One part of me wants to tow it to a garage, and pay them out my ass to get just it fixed and over with. But the other wants me to work non-stop on it for hours on end, preparing for exams at the same time, and get this thing finished before christmas..
I'm gonna put some dry socks on, and let myself fill with motivation, lol. Setting the timing should be interesting and another first, I should probably replace the timing chain while its off, hell, maybe some more stuff too. Suggestions?
Will my headgasket be ok? Do I need to loosen the head bolts to change the timing chain? I don't, right? So the HG should be fine
Turns out its off timing!!!!!

We took off the intake, and tried rolling it over. It keeps shooting flames out the intake, so the intake valves must be open when its firing.. would explain why its not kicking at all, and why its getting fuel and spark, but not starting! The chain must have had too much slack at one point, and came off timing on the bottom pulley thing..

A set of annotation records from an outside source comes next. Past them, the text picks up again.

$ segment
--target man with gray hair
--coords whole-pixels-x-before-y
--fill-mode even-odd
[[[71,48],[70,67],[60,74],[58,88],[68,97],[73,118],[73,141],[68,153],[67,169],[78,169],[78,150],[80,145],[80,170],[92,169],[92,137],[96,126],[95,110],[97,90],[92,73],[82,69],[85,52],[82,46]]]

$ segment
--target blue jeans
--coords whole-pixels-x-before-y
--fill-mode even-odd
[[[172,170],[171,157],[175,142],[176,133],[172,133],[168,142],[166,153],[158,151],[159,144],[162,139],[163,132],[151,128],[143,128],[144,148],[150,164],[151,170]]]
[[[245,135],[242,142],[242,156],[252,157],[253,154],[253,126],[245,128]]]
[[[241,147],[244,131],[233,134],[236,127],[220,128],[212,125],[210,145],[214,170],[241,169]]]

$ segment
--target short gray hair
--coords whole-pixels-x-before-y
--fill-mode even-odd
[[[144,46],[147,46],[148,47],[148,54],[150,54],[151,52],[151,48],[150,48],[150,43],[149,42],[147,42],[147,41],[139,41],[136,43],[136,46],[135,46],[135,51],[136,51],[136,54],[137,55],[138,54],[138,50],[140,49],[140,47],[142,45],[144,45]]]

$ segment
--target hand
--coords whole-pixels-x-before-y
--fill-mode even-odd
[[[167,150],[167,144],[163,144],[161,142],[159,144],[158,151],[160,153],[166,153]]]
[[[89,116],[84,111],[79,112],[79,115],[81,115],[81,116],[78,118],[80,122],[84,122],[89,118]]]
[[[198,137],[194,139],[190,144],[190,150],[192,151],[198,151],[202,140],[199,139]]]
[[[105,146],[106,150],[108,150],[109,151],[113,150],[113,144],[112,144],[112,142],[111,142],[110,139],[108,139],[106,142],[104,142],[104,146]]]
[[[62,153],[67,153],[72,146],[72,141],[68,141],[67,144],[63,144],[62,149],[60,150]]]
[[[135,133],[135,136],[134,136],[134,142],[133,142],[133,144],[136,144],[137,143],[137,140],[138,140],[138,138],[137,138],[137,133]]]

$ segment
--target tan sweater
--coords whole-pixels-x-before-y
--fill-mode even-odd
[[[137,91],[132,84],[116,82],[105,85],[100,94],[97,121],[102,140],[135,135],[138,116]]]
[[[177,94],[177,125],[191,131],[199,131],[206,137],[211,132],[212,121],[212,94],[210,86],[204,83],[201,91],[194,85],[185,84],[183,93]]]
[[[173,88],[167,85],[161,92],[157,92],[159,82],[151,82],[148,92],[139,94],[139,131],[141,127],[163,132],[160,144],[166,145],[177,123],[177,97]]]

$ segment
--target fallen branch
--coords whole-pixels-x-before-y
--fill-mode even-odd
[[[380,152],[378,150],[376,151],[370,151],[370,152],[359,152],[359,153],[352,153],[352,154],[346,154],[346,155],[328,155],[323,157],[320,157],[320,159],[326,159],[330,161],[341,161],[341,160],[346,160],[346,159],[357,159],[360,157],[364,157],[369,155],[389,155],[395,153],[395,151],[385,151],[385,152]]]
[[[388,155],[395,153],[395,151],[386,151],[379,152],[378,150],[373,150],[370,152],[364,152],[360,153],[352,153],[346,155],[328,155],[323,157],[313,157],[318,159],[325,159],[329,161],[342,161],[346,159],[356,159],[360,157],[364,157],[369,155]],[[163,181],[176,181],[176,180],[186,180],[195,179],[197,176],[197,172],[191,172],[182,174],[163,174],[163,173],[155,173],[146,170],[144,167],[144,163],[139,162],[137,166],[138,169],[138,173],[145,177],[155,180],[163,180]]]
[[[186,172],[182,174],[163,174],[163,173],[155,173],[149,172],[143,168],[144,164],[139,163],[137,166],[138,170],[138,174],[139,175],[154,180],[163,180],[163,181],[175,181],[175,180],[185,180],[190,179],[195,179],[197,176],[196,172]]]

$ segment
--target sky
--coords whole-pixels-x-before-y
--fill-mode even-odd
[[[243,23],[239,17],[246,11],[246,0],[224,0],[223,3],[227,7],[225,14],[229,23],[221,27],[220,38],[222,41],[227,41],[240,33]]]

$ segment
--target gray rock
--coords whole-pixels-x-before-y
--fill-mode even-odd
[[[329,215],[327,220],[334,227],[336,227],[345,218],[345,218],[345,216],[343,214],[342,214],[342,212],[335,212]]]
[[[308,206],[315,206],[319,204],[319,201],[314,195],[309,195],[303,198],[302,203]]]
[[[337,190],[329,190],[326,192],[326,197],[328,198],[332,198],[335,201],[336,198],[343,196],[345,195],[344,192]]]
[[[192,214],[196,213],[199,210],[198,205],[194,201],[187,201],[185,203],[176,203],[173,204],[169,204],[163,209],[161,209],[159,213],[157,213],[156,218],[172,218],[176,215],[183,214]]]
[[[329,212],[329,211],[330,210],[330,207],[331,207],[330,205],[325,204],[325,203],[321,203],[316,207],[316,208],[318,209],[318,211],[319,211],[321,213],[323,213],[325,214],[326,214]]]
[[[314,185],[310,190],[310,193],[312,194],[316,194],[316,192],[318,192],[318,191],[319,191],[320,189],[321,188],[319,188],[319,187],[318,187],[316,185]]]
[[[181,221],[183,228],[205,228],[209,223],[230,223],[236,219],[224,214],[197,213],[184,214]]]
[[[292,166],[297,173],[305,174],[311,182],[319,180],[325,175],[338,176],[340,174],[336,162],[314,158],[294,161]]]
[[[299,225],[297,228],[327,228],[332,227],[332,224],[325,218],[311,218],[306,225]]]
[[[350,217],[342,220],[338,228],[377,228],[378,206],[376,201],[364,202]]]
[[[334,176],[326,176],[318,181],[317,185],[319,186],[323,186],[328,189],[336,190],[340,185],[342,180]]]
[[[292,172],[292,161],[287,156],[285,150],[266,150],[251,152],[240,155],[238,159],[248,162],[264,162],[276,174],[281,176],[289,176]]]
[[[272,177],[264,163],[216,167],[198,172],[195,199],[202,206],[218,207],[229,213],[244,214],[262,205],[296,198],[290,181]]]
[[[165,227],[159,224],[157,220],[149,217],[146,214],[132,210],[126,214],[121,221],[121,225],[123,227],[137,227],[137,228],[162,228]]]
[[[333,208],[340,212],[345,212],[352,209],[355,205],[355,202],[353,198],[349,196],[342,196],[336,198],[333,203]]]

One part of me wants to tow it to a garage, and pay them out my ass to get just it fixed and over with. But the other wants me to work non-stop on it for hours on end, preparing for exams at the same time, and get this thing finished before christmas..
I'm gonna put some dry socks on, and let myself fill with motivation, lol. Setting the timing should be interesting and another first, I should probably replace the timing chain while its off, hell, maybe some more stuff too. Suggestions?

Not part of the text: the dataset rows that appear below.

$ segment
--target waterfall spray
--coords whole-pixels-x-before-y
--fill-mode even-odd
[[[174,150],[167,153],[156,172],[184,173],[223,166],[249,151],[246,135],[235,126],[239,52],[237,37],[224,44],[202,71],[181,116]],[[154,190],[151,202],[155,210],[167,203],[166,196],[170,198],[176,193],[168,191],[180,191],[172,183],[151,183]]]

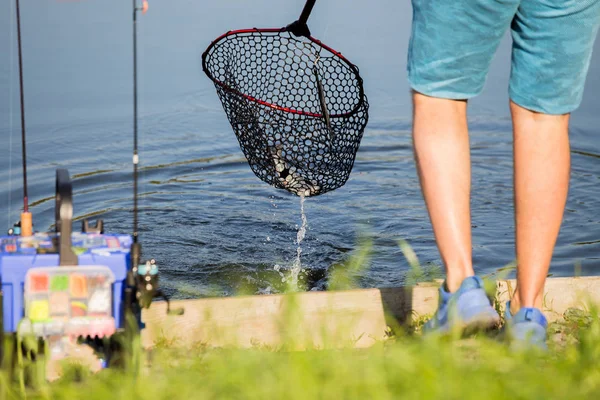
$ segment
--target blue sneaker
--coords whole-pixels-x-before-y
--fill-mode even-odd
[[[515,350],[535,347],[546,350],[548,320],[537,308],[523,307],[514,316],[510,313],[510,301],[504,311],[505,331]]]
[[[454,293],[440,287],[438,309],[423,326],[423,333],[448,332],[455,327],[461,330],[486,329],[500,322],[500,316],[492,307],[483,281],[478,276],[466,278]]]

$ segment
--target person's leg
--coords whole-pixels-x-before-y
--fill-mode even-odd
[[[479,94],[520,0],[413,0],[408,75],[419,180],[444,267],[440,304],[425,330],[499,317],[474,277],[467,99]],[[451,311],[455,310],[455,311]]]
[[[545,346],[543,289],[567,199],[569,115],[600,27],[600,0],[522,0],[512,24],[517,290],[506,313],[515,343]]]
[[[569,114],[546,115],[511,103],[517,288],[511,313],[542,308],[544,282],[561,225],[570,173]]]
[[[473,276],[467,102],[413,94],[413,146],[421,189],[450,292]]]

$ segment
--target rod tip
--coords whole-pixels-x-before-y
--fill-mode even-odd
[[[21,213],[21,236],[33,235],[33,223],[29,211]]]

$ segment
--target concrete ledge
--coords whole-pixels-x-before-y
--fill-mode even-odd
[[[142,343],[193,346],[368,347],[385,337],[388,326],[410,324],[435,312],[439,283],[414,287],[304,292],[172,302],[183,316],[167,316],[155,302],[142,314]],[[503,306],[515,281],[499,281]],[[554,321],[571,307],[600,305],[600,277],[549,278],[544,312]],[[290,340],[292,340],[290,342]]]

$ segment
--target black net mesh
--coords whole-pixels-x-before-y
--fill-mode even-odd
[[[258,30],[225,35],[203,60],[261,180],[301,196],[346,183],[369,108],[354,65],[318,42]]]

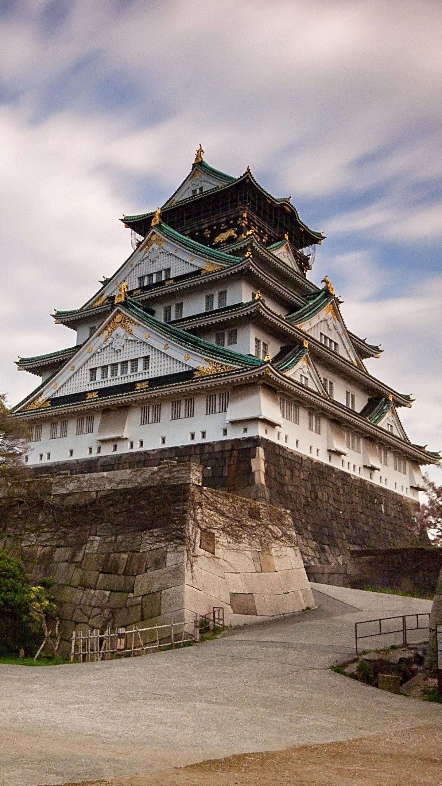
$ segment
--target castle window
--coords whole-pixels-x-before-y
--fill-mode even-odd
[[[195,399],[184,399],[184,417],[193,417],[195,412]]]
[[[356,397],[354,393],[350,393],[350,391],[345,391],[345,406],[349,410],[356,409]]]
[[[149,406],[142,406],[140,425],[145,426],[149,423],[160,423],[160,404],[149,404]]]
[[[344,436],[345,444],[350,450],[355,450],[355,453],[361,452],[361,438],[359,434],[353,434],[352,432],[349,432],[347,428],[344,428]]]
[[[42,424],[39,423],[38,424],[29,427],[29,442],[40,442],[42,439]]]
[[[339,344],[337,343],[336,341],[329,338],[329,336],[326,336],[325,333],[320,333],[320,337],[321,343],[324,344],[324,347],[328,347],[329,349],[331,349],[333,352],[336,352],[337,354],[339,354]]]
[[[300,408],[297,404],[294,404],[293,401],[289,401],[288,399],[281,398],[279,399],[279,406],[281,407],[282,417],[299,425]]]
[[[210,393],[205,397],[205,413],[213,415],[216,412],[216,393]]]
[[[229,391],[219,393],[219,412],[227,412],[229,406]]]
[[[171,421],[179,421],[181,417],[181,401],[172,401]]]
[[[396,472],[402,472],[403,475],[407,474],[407,461],[402,456],[398,456],[396,453],[393,454],[393,463]]]

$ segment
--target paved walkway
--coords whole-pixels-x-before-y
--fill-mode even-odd
[[[0,784],[94,780],[428,723],[442,729],[442,706],[327,668],[352,650],[354,620],[378,615],[373,604],[386,596],[314,590],[311,612],[184,650],[90,665],[0,665]],[[389,597],[393,613],[429,608]]]

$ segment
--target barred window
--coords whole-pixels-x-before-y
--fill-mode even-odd
[[[29,427],[29,442],[40,442],[42,439],[42,424],[39,423]]]
[[[361,452],[361,438],[359,434],[353,434],[352,432],[344,428],[344,436],[345,438],[345,444],[350,450],[355,450],[355,453]]]
[[[205,397],[205,413],[213,415],[216,412],[216,393],[210,393]]]
[[[321,333],[321,343],[324,344],[324,347],[328,347],[329,349],[333,350],[337,354],[339,354],[339,344],[333,341],[333,339],[329,338],[325,333]]]
[[[394,468],[398,472],[402,472],[403,475],[407,474],[407,461],[402,456],[398,456],[397,454],[393,454],[393,462]]]
[[[145,426],[149,423],[160,423],[160,404],[150,404],[149,406],[142,406],[140,425]]]
[[[181,401],[179,399],[178,399],[178,401],[172,401],[171,420],[179,421],[180,417],[181,417]]]
[[[219,412],[227,412],[229,406],[229,391],[219,394]]]
[[[297,423],[299,425],[300,422],[300,408],[297,404],[294,404],[293,401],[289,401],[288,399],[281,398],[279,399],[279,406],[281,407],[281,414],[286,421],[291,421],[292,423]]]
[[[194,411],[195,411],[195,399],[184,399],[184,417],[193,417]]]
[[[345,406],[349,410],[356,409],[356,397],[354,393],[350,393],[350,391],[345,391]]]

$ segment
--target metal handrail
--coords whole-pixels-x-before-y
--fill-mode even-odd
[[[407,626],[407,620],[409,617],[415,618],[416,626],[411,627]],[[426,617],[428,620],[428,625],[419,625],[419,617]],[[389,619],[400,619],[401,626],[395,630],[382,630],[382,623],[386,622]],[[358,625],[368,625],[369,623],[379,623],[379,631],[376,634],[366,634],[363,636],[358,636]],[[421,612],[418,614],[403,614],[398,615],[394,617],[380,617],[376,619],[363,619],[361,622],[355,623],[355,645],[356,655],[359,655],[358,652],[358,641],[363,638],[372,638],[374,636],[390,636],[392,634],[402,634],[402,641],[403,646],[406,647],[407,641],[407,634],[410,630],[425,630],[429,628],[429,612]]]

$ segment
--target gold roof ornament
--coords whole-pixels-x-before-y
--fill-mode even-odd
[[[195,160],[193,161],[193,163],[201,163],[201,161],[203,160],[204,152],[201,145],[200,145],[198,149],[197,150],[197,152],[195,153]]]
[[[329,290],[330,295],[334,295],[334,289],[333,289],[333,284],[330,281],[330,280],[328,277],[328,276],[324,276],[324,277],[322,278],[322,281],[321,281],[321,284],[325,284],[326,285],[326,289]]]
[[[157,226],[157,225],[159,224],[160,221],[161,221],[161,208],[158,208],[158,210],[156,210],[153,214],[153,218],[150,222],[150,226]]]
[[[118,292],[115,296],[115,302],[116,303],[124,303],[126,299],[126,296],[127,294],[127,290],[129,287],[127,286],[127,281],[123,281],[118,288]]]

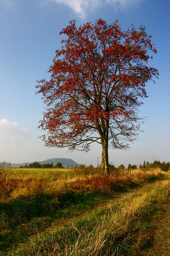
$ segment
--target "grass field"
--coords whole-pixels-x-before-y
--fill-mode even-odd
[[[54,174],[59,172],[64,175],[67,169],[55,169],[53,168],[42,169],[15,168],[10,169],[8,179],[45,179],[54,178]]]
[[[11,170],[0,200],[0,254],[142,255],[162,214],[159,169]]]

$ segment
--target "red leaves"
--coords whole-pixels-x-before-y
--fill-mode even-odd
[[[42,137],[46,145],[86,150],[104,138],[115,148],[128,147],[121,140],[133,139],[139,99],[158,74],[146,65],[148,51],[156,50],[145,29],[122,31],[117,20],[100,19],[78,28],[73,20],[60,32],[68,38],[56,51],[51,79],[37,86],[48,106],[41,124],[50,133]]]

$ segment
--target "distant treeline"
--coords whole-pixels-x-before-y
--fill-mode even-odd
[[[61,163],[58,162],[55,165],[54,165],[53,162],[51,164],[40,164],[39,162],[35,162],[32,164],[29,164],[28,165],[26,164],[24,166],[20,165],[18,168],[64,168]]]
[[[170,170],[170,163],[169,162],[165,163],[164,162],[161,163],[159,160],[157,161],[155,160],[153,163],[149,163],[148,161],[146,163],[145,161],[144,162],[143,165],[140,164],[138,167],[139,169],[143,168],[144,169],[150,169],[151,168],[159,168],[162,171],[167,172],[168,170]],[[128,168],[129,169],[137,169],[137,166],[136,164],[132,165],[131,164],[129,164]]]

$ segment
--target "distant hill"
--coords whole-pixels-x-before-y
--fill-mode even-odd
[[[38,161],[37,161],[37,162]],[[39,163],[40,164],[47,164],[48,163],[51,164],[52,162],[54,165],[56,164],[58,162],[61,163],[63,166],[65,168],[68,166],[74,167],[76,165],[78,166],[79,165],[77,163],[76,163],[72,159],[70,159],[70,158],[49,158],[49,159],[48,159],[47,160],[45,160],[44,161],[39,162]],[[33,163],[33,162],[31,163],[23,163],[22,164],[12,164],[11,165],[11,168],[15,168],[15,167],[18,168],[20,165],[24,166],[26,164],[27,165],[28,165],[29,164],[32,164]]]

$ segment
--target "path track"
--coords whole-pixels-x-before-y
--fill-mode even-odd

Will my headgasket be ok? Do I need to loosen the head bolts to change the timing chain? I don't, right? So the HG should be fine
#138
valve cover- take it off
oil pan- drop it
you now have access to both sides of the timing chain. set to tdc, and see where your "bright links" line up. if they're off, squeeze the tensioner and allow for slack in the chain. then adjust the chain to line up, and release the tensioner. probably easier with 2 people, and shouldn't take too long. the only thing you'll need to get extra is some more rtv for the oil pan
oil pan- drop it
you now have access to both sides of the timing chain. set to tdc, and see where your "bright links" line up. if they're off, squeeze the tensioner and allow for slack in the chain. then adjust the chain to line up, and release the tensioner. probably easier with 2 people, and shouldn't take too long. the only thing you'll need to get extra is some more rtv for the oil pan
#139
Wow, that would be 10x easier! oh wait, I have to drop the diff, to drop the oil pan.. correct? Still may be easier..

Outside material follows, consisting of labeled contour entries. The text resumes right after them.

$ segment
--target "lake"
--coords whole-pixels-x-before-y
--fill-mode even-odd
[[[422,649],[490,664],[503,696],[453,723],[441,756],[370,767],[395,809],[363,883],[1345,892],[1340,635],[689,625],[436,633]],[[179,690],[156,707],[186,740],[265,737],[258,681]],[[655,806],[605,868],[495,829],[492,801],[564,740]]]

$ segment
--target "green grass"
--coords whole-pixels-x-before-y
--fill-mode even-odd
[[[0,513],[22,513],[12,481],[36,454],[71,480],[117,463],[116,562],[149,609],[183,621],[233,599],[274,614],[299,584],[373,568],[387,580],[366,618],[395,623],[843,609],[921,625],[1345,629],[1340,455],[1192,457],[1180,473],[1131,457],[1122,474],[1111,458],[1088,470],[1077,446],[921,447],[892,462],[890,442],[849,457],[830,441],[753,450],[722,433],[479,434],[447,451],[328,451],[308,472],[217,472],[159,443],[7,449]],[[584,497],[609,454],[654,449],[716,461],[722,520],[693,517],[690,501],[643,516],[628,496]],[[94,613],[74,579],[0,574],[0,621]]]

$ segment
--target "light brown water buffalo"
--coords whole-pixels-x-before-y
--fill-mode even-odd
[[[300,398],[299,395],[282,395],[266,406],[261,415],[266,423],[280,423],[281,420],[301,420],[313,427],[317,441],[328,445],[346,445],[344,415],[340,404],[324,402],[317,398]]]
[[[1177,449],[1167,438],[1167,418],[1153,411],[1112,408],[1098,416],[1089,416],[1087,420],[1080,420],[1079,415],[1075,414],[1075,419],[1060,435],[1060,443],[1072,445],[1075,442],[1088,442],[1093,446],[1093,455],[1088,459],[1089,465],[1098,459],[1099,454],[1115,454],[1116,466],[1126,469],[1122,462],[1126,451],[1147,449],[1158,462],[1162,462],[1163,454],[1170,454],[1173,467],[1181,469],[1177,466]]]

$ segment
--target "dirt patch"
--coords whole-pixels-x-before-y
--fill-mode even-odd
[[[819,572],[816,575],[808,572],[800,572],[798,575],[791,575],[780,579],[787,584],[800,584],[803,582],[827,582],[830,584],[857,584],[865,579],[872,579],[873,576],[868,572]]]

I'll read into how to adjust the tensioner, and look for my bright links again. I looked for a few seconds before while it was apart, didn't see any different links near the top, I'll look again. Theres no replacement gasket for the pan, only RTV gasket maker is used? Oh, I see lots of pics on your re-build thread, I'll browse through that
Thanks a bunch
I'll read into how to adjust the tensioner, and look for my bright links again. I looked for a few seconds before while it was apart, didn't see any different links near the top, I'll look again. Theres no replacement gasket for the pan, only RTV gasket maker is used? Oh, I see lots of pics on your re-build thread, I'll browse through that
Thanks a bunch
Last edited by 22r2tuff; Dec 6, 2011 at 03:43 PM.
#140
most people don't use an oil pan gasket, as they tend to leak a bit. rtv is cheap, readily available, and easy to apply. make sure the mating surfases are clean before applying rtv. once you start to squeeze rtv out from between the surfaces, stop and let it cure for an hour or so. then continue to tighten it on. you may not have to drop the diff, as you can probably do all your work with the pan resting on the diff. though, if it's too much of a pain, there's only 3 bolts for the diff.
the tensioner is self-adjusting. when i said to squeeze the tensioner, i meant to press it in with a screwdriver or something to give you enough slack in the chain.
the tensioner is self-adjusting. when i said to squeeze the tensioner, i meant to press it in with a screwdriver or something to give you enough slack in the chain.